Identifying with the poor would allow the new pope to give visible evidence of Catholicism's deep-seated suspicions of modern consumer capitalism. Capitalism values thrift and aggressiveness, its heroes are the protean, self-made men of industry. It thrives on competition.

But Christians follow Jesus Christ, whose grace is gratuitous, not thrifty, whose life was characterized by contemplation, not aggression. Jesus was not a self-made man but radically dependent on his Father's will.

Jesus, and the church that Catholics believe he founded, valued solidarity more than competition. He characterized his ministry as bringing good news to the poor. Benedict XVI was not shy about criticizing capitalism in his writings. We need a pope who will critique it by his actions.
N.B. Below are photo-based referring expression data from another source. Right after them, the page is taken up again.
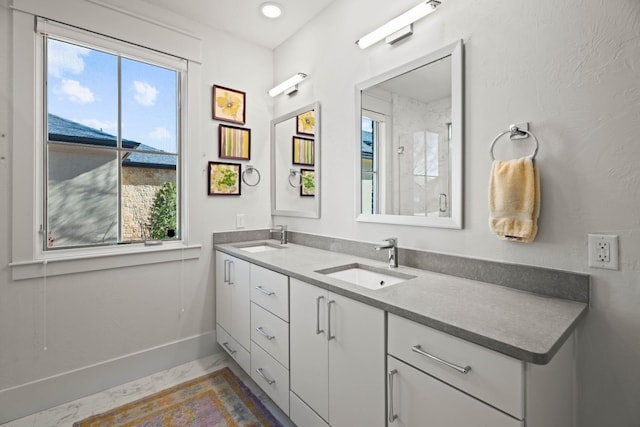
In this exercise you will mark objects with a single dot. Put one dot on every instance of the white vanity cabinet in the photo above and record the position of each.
(337, 359)
(233, 307)
(270, 333)
(437, 379)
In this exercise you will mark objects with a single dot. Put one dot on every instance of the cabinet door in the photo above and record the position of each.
(309, 354)
(223, 292)
(418, 399)
(356, 363)
(240, 277)
(232, 297)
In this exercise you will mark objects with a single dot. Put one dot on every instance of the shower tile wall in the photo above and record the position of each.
(416, 120)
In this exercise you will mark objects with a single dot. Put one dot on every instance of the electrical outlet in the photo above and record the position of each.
(603, 251)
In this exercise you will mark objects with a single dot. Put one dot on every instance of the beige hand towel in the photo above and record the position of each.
(514, 199)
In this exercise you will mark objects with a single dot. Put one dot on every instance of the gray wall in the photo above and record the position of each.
(571, 69)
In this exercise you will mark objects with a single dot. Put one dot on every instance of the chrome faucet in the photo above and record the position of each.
(283, 233)
(392, 245)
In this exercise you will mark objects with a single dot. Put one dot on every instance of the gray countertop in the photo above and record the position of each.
(520, 324)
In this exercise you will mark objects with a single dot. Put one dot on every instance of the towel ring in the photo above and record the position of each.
(250, 169)
(292, 174)
(515, 131)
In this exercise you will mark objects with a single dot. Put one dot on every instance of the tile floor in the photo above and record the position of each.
(68, 413)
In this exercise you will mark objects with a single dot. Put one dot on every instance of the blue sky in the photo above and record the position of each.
(82, 87)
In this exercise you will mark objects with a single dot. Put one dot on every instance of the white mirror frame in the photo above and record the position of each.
(303, 214)
(455, 50)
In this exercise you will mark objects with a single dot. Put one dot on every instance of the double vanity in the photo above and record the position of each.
(342, 340)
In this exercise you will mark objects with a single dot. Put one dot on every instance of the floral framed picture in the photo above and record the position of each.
(234, 142)
(229, 104)
(224, 179)
(303, 151)
(308, 179)
(306, 123)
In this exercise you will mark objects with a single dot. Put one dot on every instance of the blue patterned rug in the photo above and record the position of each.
(218, 399)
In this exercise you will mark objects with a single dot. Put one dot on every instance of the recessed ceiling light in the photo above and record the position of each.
(271, 10)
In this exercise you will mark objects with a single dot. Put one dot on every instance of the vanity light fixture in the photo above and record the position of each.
(271, 10)
(288, 86)
(401, 24)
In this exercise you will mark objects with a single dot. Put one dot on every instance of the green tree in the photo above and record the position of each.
(163, 213)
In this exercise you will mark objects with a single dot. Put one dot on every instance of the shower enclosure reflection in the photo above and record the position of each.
(410, 159)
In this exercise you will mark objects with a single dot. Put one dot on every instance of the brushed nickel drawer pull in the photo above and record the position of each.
(265, 291)
(264, 377)
(264, 334)
(318, 330)
(418, 349)
(392, 415)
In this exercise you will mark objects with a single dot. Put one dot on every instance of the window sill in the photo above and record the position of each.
(57, 266)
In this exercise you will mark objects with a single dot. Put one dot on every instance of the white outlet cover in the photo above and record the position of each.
(240, 222)
(612, 239)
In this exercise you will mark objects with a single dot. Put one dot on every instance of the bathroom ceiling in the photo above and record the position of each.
(243, 19)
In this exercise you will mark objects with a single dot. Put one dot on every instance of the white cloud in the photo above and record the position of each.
(159, 133)
(145, 93)
(104, 126)
(65, 58)
(75, 92)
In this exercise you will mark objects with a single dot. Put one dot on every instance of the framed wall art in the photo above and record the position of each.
(229, 104)
(303, 151)
(234, 142)
(306, 123)
(224, 179)
(308, 182)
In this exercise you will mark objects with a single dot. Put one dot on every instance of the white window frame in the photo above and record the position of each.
(56, 31)
(30, 259)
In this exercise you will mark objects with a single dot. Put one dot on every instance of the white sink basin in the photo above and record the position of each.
(366, 276)
(258, 247)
Asked what kind of leadership she wanted in the next pope, Peggy Noonan, who writes a weekly opinion column for the Journal, said he “should be a man who can greet the world with a look of pleasure on his face, with a smile of joy.”

If Winters and Noonan have already gotten their wishes fulfilled, author George Weigel, it seems, might not have. He called for a culture warrior pope, a man who could drive home the message of the virtues of democracy. “Democracy,” he wrote, “is more than the institutions of democracy; it takes a certain kind of people, living certain virtues, to make democracy work. That's been the teaching of the last two popes, and the next pope should drive home that message.”

For his part, author James Carroll wrote the church needs a pope, who, like, Mikhail Gorbachev, who could dismantle a dysfunctional institutional. “The man who steps into the Shoes of the Fisherman should be a leader who can do for the church what the last general secretary of the Communist Party did for the Soviet Union. ... The new pope must do as Mr. Gorbachev did—challenge his ruling elite, lay bare his power center's secrets and sideline the bureaucracies that oppose reform.”

We’ll have to wait to see on this one.